We in China are striving to finish the building of a moderately prosperous society in all respects and realize the Chinese dream of the great national renewal. The Chinese dream is interconnected with the dreams of the people of all other countries. The Chinese people and the people of other countries should support and help each other to realize their respective dreams. China hopes to work with all the other countries, its neighbors in particular, to achieve common development and prosperity.
Ladies and Gentlemen,
In recognition of the commitment and contribution made by groups and individuals to the Five Principles of Peaceful Coexistence and encourage more people to join this noble cause, I now announce the decision of the Chinese government to establish the “Five Principles of Peaceful Coexistence Friendship Award” and the “Five Principles of Peaceful Coexistence Scholarship of Excellence”.

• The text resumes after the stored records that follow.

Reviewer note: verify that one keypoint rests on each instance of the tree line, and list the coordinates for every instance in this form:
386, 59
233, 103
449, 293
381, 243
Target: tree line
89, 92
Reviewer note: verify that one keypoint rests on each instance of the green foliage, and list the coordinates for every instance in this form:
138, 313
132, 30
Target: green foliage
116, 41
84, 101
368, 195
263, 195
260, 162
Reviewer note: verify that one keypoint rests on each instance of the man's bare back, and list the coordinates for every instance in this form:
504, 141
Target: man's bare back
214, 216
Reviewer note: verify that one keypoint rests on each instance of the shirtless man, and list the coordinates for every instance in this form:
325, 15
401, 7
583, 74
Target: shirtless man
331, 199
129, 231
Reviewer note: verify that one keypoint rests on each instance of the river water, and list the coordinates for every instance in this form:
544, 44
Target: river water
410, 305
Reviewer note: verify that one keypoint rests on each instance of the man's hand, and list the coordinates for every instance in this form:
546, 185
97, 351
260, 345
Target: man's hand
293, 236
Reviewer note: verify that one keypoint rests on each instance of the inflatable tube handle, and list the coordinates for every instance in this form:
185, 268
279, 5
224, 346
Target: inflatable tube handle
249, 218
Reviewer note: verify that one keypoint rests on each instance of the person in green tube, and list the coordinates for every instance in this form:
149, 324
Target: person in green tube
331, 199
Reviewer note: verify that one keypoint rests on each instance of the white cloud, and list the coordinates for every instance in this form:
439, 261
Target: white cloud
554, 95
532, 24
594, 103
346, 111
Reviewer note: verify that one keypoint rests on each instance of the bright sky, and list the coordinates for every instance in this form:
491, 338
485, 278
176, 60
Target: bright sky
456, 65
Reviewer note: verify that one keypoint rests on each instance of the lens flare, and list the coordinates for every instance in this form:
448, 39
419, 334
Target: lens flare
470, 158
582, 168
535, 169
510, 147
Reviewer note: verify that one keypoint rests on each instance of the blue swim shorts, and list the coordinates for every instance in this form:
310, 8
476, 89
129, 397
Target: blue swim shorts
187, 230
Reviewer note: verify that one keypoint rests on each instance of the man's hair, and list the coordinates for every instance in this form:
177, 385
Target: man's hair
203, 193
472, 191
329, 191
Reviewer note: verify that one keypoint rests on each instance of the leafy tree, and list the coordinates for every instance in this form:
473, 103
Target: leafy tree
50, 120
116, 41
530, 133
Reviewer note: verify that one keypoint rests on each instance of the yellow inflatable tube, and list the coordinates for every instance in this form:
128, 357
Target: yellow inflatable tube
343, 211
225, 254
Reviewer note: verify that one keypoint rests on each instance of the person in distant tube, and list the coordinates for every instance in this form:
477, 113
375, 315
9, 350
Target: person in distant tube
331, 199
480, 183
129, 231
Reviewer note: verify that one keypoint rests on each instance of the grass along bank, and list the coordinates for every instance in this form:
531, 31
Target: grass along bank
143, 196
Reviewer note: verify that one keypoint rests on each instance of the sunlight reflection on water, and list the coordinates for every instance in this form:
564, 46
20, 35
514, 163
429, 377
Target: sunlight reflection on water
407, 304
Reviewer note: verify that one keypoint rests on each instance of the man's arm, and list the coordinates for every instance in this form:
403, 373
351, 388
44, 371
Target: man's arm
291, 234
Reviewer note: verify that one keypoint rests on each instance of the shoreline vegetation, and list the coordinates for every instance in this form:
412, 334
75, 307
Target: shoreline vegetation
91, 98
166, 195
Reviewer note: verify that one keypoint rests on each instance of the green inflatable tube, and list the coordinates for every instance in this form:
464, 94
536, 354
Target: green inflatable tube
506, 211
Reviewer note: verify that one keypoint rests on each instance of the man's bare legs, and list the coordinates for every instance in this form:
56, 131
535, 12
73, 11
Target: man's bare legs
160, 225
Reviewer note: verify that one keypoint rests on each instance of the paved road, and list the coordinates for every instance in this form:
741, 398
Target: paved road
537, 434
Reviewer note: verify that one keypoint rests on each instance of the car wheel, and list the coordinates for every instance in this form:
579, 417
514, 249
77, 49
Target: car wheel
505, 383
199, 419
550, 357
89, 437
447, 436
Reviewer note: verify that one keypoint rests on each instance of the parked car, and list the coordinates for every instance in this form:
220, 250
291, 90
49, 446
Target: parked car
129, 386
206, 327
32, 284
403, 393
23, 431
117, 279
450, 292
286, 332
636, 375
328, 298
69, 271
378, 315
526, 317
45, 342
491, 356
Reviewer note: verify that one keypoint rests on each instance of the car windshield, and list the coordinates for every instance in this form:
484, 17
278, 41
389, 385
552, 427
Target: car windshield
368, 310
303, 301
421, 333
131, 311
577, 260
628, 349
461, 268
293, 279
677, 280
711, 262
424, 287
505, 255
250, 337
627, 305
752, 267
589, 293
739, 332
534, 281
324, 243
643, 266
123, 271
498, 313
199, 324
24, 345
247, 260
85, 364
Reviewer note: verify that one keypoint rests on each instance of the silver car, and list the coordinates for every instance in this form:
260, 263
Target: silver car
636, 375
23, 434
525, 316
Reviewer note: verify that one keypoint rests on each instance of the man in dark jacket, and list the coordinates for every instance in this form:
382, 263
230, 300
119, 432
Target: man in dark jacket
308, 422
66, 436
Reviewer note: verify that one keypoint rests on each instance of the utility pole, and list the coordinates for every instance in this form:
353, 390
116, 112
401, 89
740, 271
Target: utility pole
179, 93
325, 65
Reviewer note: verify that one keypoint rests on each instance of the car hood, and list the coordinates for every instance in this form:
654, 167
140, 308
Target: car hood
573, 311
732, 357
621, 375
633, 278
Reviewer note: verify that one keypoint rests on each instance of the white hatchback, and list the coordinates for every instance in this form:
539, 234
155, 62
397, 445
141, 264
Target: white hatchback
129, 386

An old Chinese adage says, “A journey of one thousand miles begins with the first step.” An Indian proverb goes, “Drops of water join to make a stream, and ears combine to make a crop.” And people in Myanmar often say, “Be ambitious in thinking but down-to-earth in action.” China will strive to be a pacesetter in observing the Five Principles of Peaceful Coexistence. We will work with India, Myanmar and the rest of the international community to build a harmonious world of durable peace and common prosperity.